"Let me put it plainly: these people do not belong on my television. They belong in prison, for the crimes of theft, torture and murder. They shattered the lives of thousands of American soldiers and millions of Iraqi civilians. They savaged the American economy paying for it all, and several of them got very rich in the process.
They should be in orange jumpsuits and fetters, picking mealworms out of their gruel while shuttered in very small, very grim, very inescapable metal rooms."
I wrote that back in June of this year because I thought I knew the whole deal. I saw all the pictures from Abu Ghraib, knew about the so-called "Black Sites" where innocent prisoners were sent to be torn apart, read all the books, and listened to the words of those who endured these seven hells and lived. Quite a crowd of people, including several prisoners who cannot be accounted for to this day, did not survive to tell their tale.
I thought I knew, I really did, and then the Senate dropped their Torture Report, and we all got to hear about a guy whose dinner of hummus, pasta and nuts was pureed and then blasted up his anus in an act of violence and humiliation that isn't even the worst of what was reported.
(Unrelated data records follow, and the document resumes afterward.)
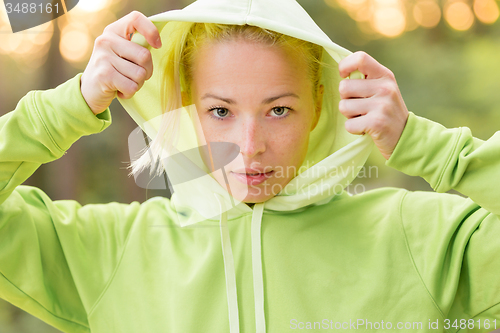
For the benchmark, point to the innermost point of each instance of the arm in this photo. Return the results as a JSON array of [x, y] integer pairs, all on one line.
[[453, 241], [451, 159], [53, 261]]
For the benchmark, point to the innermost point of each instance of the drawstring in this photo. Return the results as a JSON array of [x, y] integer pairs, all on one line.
[[227, 254], [258, 283]]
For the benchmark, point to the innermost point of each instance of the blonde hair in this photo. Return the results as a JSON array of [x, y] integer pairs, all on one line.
[[184, 38]]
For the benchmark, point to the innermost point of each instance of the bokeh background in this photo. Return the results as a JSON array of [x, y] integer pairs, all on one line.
[[444, 53]]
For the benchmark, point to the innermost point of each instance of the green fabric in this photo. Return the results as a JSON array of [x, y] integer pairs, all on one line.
[[387, 254]]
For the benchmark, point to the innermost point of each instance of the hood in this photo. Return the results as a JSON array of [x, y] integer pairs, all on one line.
[[333, 160]]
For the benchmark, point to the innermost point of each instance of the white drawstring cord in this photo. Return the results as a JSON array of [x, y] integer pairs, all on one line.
[[227, 254], [258, 283]]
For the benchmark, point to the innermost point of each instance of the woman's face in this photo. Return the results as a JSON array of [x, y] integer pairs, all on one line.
[[260, 98]]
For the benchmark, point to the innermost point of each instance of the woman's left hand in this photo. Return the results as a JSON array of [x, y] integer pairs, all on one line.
[[373, 106]]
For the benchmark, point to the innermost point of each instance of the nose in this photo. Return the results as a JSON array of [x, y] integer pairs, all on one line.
[[252, 140]]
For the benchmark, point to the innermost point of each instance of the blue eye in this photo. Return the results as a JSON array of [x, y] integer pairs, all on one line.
[[219, 113], [280, 111]]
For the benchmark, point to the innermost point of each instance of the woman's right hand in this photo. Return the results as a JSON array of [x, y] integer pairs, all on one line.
[[117, 65]]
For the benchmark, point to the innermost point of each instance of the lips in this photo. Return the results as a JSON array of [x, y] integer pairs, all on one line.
[[251, 176]]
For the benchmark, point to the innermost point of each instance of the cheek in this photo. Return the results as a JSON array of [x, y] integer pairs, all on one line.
[[289, 143]]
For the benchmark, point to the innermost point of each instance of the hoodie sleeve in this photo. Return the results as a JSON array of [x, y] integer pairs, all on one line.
[[54, 259], [453, 241]]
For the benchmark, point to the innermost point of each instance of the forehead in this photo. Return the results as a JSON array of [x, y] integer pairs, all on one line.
[[240, 63]]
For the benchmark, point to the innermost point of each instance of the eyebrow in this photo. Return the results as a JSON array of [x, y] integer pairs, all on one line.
[[266, 101]]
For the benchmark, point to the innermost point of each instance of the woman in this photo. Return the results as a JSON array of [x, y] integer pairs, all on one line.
[[245, 243]]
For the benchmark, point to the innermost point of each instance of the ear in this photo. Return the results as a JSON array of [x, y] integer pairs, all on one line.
[[318, 105]]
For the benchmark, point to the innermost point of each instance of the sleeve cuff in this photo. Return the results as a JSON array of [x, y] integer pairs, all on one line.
[[65, 114]]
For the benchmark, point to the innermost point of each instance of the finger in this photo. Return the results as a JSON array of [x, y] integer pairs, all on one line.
[[130, 70], [136, 21], [360, 88], [134, 53], [365, 64], [125, 87], [355, 107], [358, 125]]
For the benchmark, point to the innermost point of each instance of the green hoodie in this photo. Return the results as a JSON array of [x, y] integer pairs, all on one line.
[[384, 259]]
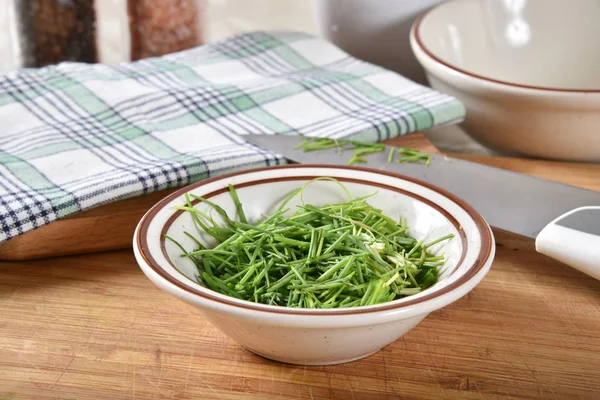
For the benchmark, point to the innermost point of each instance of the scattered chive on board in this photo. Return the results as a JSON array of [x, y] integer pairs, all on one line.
[[361, 150], [338, 255]]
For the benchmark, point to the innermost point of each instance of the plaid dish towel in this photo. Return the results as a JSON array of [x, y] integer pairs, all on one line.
[[74, 136]]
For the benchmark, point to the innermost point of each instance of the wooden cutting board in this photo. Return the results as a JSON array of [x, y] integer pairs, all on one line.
[[94, 327], [111, 227]]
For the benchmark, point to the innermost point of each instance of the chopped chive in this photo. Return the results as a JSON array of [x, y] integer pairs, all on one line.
[[346, 254]]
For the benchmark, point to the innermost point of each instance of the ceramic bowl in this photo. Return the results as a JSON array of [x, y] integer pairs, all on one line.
[[309, 336], [526, 70]]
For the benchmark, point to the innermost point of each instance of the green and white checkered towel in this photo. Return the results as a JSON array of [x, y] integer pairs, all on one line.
[[74, 136]]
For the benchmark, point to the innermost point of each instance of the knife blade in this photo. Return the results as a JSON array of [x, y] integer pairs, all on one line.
[[508, 200]]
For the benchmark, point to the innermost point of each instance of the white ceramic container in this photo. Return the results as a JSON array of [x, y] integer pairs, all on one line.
[[309, 336], [526, 70]]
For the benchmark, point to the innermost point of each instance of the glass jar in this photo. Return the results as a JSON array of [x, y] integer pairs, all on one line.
[[36, 33]]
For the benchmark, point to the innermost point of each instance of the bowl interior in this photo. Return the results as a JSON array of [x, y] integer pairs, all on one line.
[[264, 198], [544, 43]]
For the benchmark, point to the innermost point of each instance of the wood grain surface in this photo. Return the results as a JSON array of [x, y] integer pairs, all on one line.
[[94, 327]]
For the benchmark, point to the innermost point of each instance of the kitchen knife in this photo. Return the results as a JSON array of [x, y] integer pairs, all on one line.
[[564, 220]]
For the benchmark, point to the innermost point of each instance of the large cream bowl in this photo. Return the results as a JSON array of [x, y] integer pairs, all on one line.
[[528, 72]]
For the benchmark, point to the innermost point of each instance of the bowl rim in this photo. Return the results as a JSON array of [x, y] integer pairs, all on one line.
[[482, 260], [416, 33]]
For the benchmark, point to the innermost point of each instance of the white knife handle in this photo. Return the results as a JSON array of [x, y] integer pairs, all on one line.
[[574, 239]]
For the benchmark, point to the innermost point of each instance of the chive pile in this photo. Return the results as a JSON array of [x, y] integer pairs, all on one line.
[[347, 254], [360, 150]]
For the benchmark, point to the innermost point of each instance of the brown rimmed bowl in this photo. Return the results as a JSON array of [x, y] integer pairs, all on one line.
[[309, 336]]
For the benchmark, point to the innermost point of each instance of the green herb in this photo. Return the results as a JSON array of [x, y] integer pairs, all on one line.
[[362, 149], [345, 254]]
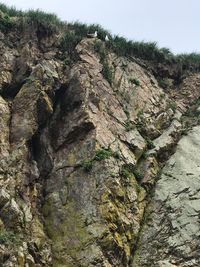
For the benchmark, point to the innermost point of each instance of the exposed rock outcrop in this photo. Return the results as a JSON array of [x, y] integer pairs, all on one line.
[[83, 140]]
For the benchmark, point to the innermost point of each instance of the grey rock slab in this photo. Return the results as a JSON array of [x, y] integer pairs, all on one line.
[[173, 229]]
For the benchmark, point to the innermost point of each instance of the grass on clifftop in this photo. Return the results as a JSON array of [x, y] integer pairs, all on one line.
[[120, 45]]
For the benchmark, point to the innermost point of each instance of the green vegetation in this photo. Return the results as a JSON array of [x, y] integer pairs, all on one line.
[[129, 126], [138, 174], [126, 111], [69, 41], [5, 23], [107, 72], [120, 45], [8, 237], [126, 171], [150, 144], [87, 165], [101, 154], [172, 104], [134, 81]]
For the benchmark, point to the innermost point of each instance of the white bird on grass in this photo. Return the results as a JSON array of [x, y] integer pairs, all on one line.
[[92, 35]]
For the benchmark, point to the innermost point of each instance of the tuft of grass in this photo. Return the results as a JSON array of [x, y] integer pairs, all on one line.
[[87, 165], [120, 45], [69, 41], [134, 81], [129, 126], [138, 174], [9, 237], [107, 72], [172, 104], [126, 171], [5, 23], [150, 144]]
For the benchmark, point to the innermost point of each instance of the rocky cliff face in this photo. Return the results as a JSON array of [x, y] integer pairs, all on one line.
[[87, 175]]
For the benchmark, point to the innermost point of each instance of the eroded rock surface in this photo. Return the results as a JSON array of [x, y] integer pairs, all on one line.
[[170, 235], [80, 153]]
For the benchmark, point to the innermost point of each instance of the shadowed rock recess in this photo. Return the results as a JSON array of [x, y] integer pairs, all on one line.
[[99, 164]]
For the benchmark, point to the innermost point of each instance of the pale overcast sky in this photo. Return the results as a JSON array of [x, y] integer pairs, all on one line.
[[171, 23]]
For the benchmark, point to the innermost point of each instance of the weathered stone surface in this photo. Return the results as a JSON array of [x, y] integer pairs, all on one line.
[[170, 236], [77, 163]]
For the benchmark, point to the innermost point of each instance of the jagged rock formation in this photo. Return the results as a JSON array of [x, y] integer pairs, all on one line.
[[80, 156]]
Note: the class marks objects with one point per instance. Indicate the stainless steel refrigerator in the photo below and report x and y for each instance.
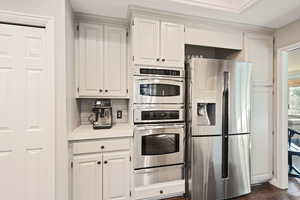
(218, 124)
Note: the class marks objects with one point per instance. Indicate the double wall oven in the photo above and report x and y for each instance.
(159, 135)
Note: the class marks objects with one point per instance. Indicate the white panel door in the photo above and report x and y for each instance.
(26, 121)
(91, 59)
(116, 176)
(172, 44)
(146, 40)
(261, 134)
(115, 67)
(87, 177)
(259, 51)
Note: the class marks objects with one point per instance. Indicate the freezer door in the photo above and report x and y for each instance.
(238, 181)
(205, 88)
(205, 182)
(239, 87)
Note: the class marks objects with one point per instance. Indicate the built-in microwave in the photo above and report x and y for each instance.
(158, 145)
(158, 113)
(157, 85)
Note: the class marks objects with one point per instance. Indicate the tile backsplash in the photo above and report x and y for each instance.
(117, 105)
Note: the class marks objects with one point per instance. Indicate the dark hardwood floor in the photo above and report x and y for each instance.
(269, 192)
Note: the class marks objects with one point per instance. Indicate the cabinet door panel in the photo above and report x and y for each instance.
(172, 44)
(91, 59)
(116, 176)
(259, 51)
(87, 177)
(115, 67)
(261, 134)
(146, 41)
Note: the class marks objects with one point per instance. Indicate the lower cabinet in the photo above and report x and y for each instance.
(101, 176)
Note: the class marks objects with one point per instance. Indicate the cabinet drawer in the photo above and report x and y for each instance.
(161, 190)
(101, 146)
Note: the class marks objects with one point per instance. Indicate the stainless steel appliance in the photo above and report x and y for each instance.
(157, 113)
(158, 145)
(218, 123)
(158, 85)
(102, 114)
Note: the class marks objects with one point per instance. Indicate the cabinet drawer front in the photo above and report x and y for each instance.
(161, 190)
(101, 146)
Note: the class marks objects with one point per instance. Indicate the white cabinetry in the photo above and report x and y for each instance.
(101, 170)
(102, 61)
(259, 51)
(158, 43)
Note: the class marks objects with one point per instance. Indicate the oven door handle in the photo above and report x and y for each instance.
(158, 127)
(158, 79)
They tied prisoners to beds and made them stand on broken legs for dozens of hours. A description of one photograph of one waterboard - there were others, of course - called it "well worn." Several of the people tasked to deliver these horrors are described as having "issues" that should have disqualified them from government service altogether, including "histories of violence and mistreatment of others."
In my name. In your name. In our name.